Elle va les changer, elle va intervenir sans que le personnel soit au courant, pour augmenter l'effet, la surprise de tant d'énergie soudainement déversée ici, entre deux messages publicitaires de la "promotion sur les crevettes au rayon poissonnerie" (non pas jardinerie ;-).
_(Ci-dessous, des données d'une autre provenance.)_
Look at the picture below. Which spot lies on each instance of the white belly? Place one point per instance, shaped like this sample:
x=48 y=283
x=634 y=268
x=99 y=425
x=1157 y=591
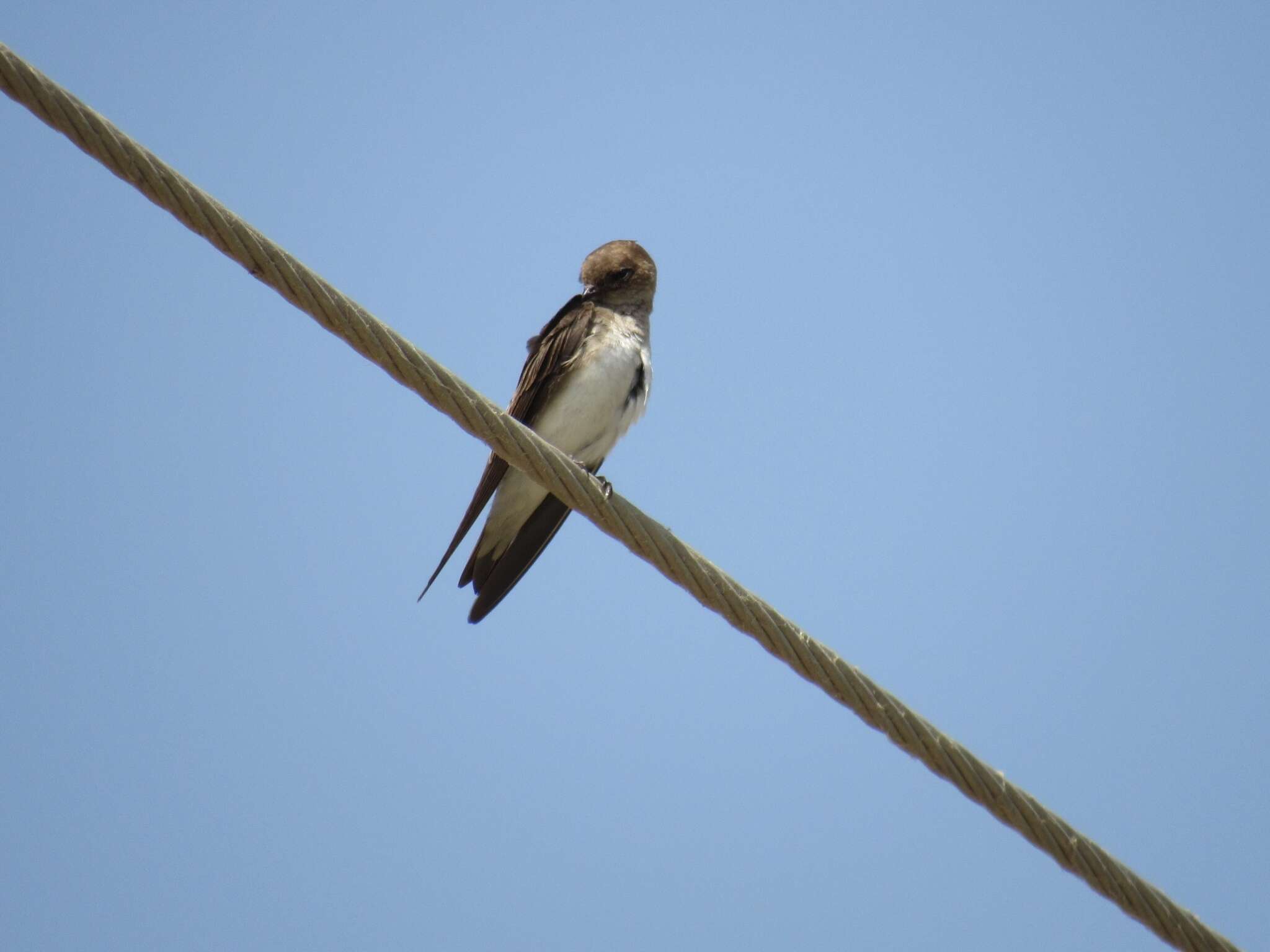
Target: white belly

Elle marche, elle sourit, et flop, rien, les adultes, oui les clients en plein achat, fuient, ils se demandent pourquoi, s'interrogent, mais jamais ne sourient. Elle parle peut, gémit des phrases, mais les adultes redeviennent enfants, surpris et effrayés par ce père noël à tête de clown. Rien ne se passe ici au milieu des petits pois, ni même entre les épices et le chocolat. Rien.
Alors direction les fruits et légumes, un sourire, un retraité qui attend sa femme, une maman enceinte jusqu'aux yeux se penche avec difficulté vers la courgette magique, celle qui est dans la cagette du fond. Elle l'aide, elle sourit, l'autre s'effraie, puis sourit, la remercie. Ahhhh !
Les autres regardent par-dessus l'épaule, par-dessus leur liste sur leur i-machin, elles se prennent au jeu, partagent avec leur pousseur de caddie. La vie est -elle si triste ?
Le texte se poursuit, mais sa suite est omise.